Deputy Leader of the Opposition, Haryana Legislative Assembly
- In office 2 November 2019 – 12 September 2024
- Governor: Bandaru Dattatreya
- Speaker: Gian Chand Gupta
- Leader of the Opposition: Bhupinder Singh Hooda

Minister of Transport, Government of Haryana
- In office 20 October 2013 – 27 October 2014
- Additional Ministry and Departments: Tourism; Printing & Stationery;

Member of the Haryana Legislative Assembly
- Incumbent
- Assumed office 24 October 2019
- Preceded by: Zakir Hussain
- Constituency: Nuh
- In office 22 October 2009 – 15 October 2014
- Preceded by: Habib Ur Rehman
- Succeeded by: Zakir Hussain
- Constituency: Nuh

Personal details
- Born: 27 January 1966 (age 60) Faridabad, Haryana, India
- Party: Indian National Congress
- Parent: Khurshid Ahmed
- Education: B. Com, LLB
- Alma mater: Punjab University
- Occupation: Businessman, farmer and lawyer

= Aftab Ahmed (Indian politician) =

Indian politician

Chaudhary Aftab Ahmed is an Indian politician, who has served as the Deputy Leader of Opposition of the Haryana Legislative Assembly from 2019 to 2024. He has also served as the Minister of Transport, Tourism, Printing & Stationery in the Government of Haryana and as the Vice-President of the Haryana Pradesh Congress Committee. He is a member of the Haryana Legislative Assembly from the Nuh constituency since 2019.

==Early life and family==
Aftab Ahmed was born on 27 January 1966 in Dhouj village of Faridabad to Khurshid Ahmed and Firdos Begum.

He obtained a Bachelor of Commerce degree from GGDSD College Chandigarh, Punjab University and LLB degree from MDU, Rohtak.

His father was elected as Member of the Legislative Assembly from Nuh Assembly of Punjab in 1962, Taoru Assembly of Haryana in 1968 and 1977, and again from Nuh Assembly of Haryana in 1987 and 1996. His father served as a Cabinet Minister thrice in the Government of Haryana and was later elected as Member of Parliament, Lok Sabha in a bypoll election.
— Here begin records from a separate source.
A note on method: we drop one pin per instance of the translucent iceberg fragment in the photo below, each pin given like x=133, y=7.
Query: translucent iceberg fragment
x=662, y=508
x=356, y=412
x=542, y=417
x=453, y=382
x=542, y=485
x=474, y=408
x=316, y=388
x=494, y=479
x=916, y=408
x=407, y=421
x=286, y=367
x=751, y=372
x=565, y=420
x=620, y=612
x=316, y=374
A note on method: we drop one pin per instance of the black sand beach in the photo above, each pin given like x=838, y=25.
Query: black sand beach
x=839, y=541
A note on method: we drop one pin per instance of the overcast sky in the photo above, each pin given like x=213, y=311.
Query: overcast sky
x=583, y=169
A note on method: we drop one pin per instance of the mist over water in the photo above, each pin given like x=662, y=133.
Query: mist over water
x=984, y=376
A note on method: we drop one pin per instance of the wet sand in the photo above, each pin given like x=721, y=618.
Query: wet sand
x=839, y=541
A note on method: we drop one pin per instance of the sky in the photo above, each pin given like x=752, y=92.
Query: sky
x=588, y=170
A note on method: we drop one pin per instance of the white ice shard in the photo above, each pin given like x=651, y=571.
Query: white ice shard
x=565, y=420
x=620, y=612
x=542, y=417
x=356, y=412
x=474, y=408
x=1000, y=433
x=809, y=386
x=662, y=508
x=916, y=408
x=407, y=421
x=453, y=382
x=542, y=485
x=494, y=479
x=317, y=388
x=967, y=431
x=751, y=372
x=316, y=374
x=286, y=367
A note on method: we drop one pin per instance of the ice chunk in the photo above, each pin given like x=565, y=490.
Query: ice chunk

His grandfather Chaudhary Kabir Ahmed was elected as Member of the Legislative Assembly from Nuh Assembly, Haryana in 1975 and from Taoru Assembly, Haryana in 1982.

==Personal life==
Ahmed married Memuna Sultan and has three children.

==Political career==
He started his political career in 1991 from Taoru and in 2013 he was inducted into the cabinet as transport minister. He has served Indian National Congress at organisational level in different capacities and also as chief whip of the Congress Legislature Party.

He served as the Deputy Leader of Opposition of Haryana from November 2019 to September 2024.

== Controversies ==

=== Involvement in instigating 1993 Mewat Riots ===
The 1993 Mewat riots in the southern region of Haryana's Gurgaon district (modern-day Nuh district) erupted following the demolition of the Babri Masjid, triggering violence between the region's Meo Muslim community and Hindus. The unrest began on 7 December 1992, after rumors spread that Hindus in Nuh were celebrating the mosque's demolition, leading to Muslim mobs attacking Hindu temples in Nuh, Punhana, and Pinangwan.

The violence, reportedly instigated by Aftab's father, Khurshid Ahmed, involved hired youth who ransacked and burned temples, and even committed atrocities like burning a cow alive. The police's delayed response escalated tensions, resulting in indiscriminate raids and alleged abuses against the Meo community, with many villagers fleeing their homes.

Tayyab Husain, and his son Zakir Hussain, who was an MLA from the neighboring Taoru constituency, were also implicated by some in the Muslim community. They were political rivals of Khurshid Ahmed and Aftab Ahmed and were accused of exploiting the situation to expand their influence among the Meos.

Politicians Aftab Ahmed and his father Khurshid Ahmed, were booked for instigating the riots and went into hiding, while former minister Tayyab Hussain and his son Zakir Hussain, an MLA from Taoru, were accused by some of exploiting the situation for political gain. Both communities were left distrustful of the police, who were widely criticized for their handling of the situation, and the region, previously peaceful, was deeply scarred by the violence.